In this brief article, I will answer some common questions and respond to some common criticisms of regenerative tourism.

Why do we need regenerative tourism?

Proponents of regenerative tourism want to address growing concerns about tourism’s contributions, and vulnerabilities, to the catastrophic destruction of societies and the planet. Dominant sustainable development approaches originate from a mechanistic worldview; the industrial model and the ‘continual growth’ agenda. They support extractive economies that no longer serve our interests. 

The implication here is that sustainable tourism has failed. 

In response, there are calls for the adoption of alternative worldviews to address tourism and sustainability, because ‘you cannot solve old problems with old thinking’. Such alternatives and their applications are emerging from the margins of tourism practice. Derived from an ecological worldview, regenerative tourism is being developed by a growing movement of tourism practitioners.

What is regenerative tourism?

Let me start off by saying that regenerative tourism is not a tourism niche, like ‘adventure tourism’. Rather, it is a holistic way of thinking; a transformational approach with deep roots within regenerative development.

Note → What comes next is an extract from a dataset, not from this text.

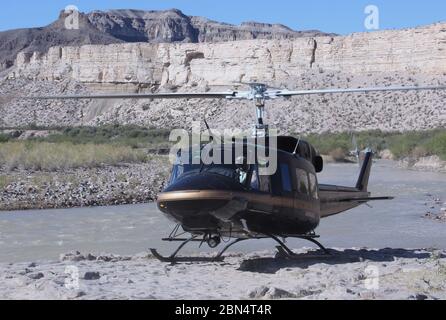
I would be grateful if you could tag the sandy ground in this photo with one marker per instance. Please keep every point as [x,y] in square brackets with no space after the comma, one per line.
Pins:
[346,274]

Regenerative tourism combines a range of processes co-created by local communities who want their places and their visitors to flourish. There are no 10-point checklists that tourism stakeholders can follow. Instead, stakeholders must come together to discover the unique essence of their place to find ways to build reciprocal, beneficial relationships.

Communities that adopt a regenerative tourism approach embark on a journey to align themselves with living systems as part of nature. Tourism activity in urban areas can also be regenerative as cities are also viewed as living systems.